Updates: a conference talk, an outreach talk, and an article (and soon… results)

Did you know that Oct 26–Nov 1 is National Bat Week?

October 23. Bat Meetings in Albany, NY. My 15-min talk is “Complex Cooperation: Food Sharing in Vampire Bats is Not Simply “Tit For  Tat”

October 30. Public outreach event at the Museum of Texas Tech University, Lubbock, Texas entitled Vampire Bats: The Secret Lives of Real Vampires. A kid-friendly talk with games and activities. 6-8 pm in the Helen DeVitt Jones Sculpture Court. With cookies apparently! https://www.depts.ttu.edu/museumttu/programscal14.html#oct13

Also, there’s an ongoing exhibit, “Vampire Bats – The Good, the Bad, and the Amazing” at this museum. I’ll be staying in Lubbock, Texas until Nov 1.

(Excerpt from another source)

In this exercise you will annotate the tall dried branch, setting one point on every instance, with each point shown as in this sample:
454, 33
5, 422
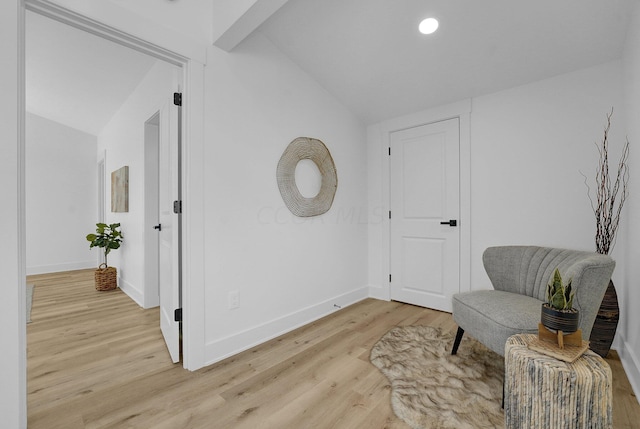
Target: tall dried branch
610, 195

I also recently wrote this paper on why behavioral ecologists don’t agree on the importance of reciprocity in animal social behavior. In a nutshell, it’s because different authors use the term in contradicting ways (only some of which make sense). This paper was generously invited by my friend and collaborator Dr. Jennifer Vonk, who studies animal cognition. Here’s the abstract:

Reciprocity (or reciprocal altruism) was once considered an important and widespread evolutionary explanation for cooperation, yet many reviews now conclude that it is rare or absent outside of humans. Here, I show that nonhuman reciprocity seems rare mainly because its meaning has changed over time. The original broad concept of reciprocity is well supported by evidence, but subsequent divergent uses of the term have relied on
various translations of the strategy ‘tit-for-tat’ in the repeated Prisoner‘s Dilemma game. This model has resulted in four problematic approaches to defining and testing reciprocity. Authors that deny evidence of nonhuman reciprocity tend to (1) assume that it requires sophisticated cognition, (2) focus exclusively on short-term contingency with a single partner, (3) require paradoxical evidence for a temporary lifetime fitness cost, and (4) assume that responses to investments are fixed. While these restrictions basically define reciprocity out of existence, evidence shows that fungi, plants, fish, birds, rats, and primates enforce mutual benefit by contingently altering their cooperative investments based on the cooperative returns, just as predicted by the original reciprocity theory.

Today, after manually entering >3,000 rows of behavioral observations into excel from paper scoresheets, I’ve decided to record observations on computers whenever possible. Makes me wonder what kinds of apps are available for data scoring?

Finally, I should know by the end of the day whether my oxytocin treatments worked. The treatments seemed to slightly increase grooming and food sharing in the first pilot study with a small group of females, but they did not seem to work in a second small study with male bats and their moms. I’ll see very soon how it turned out.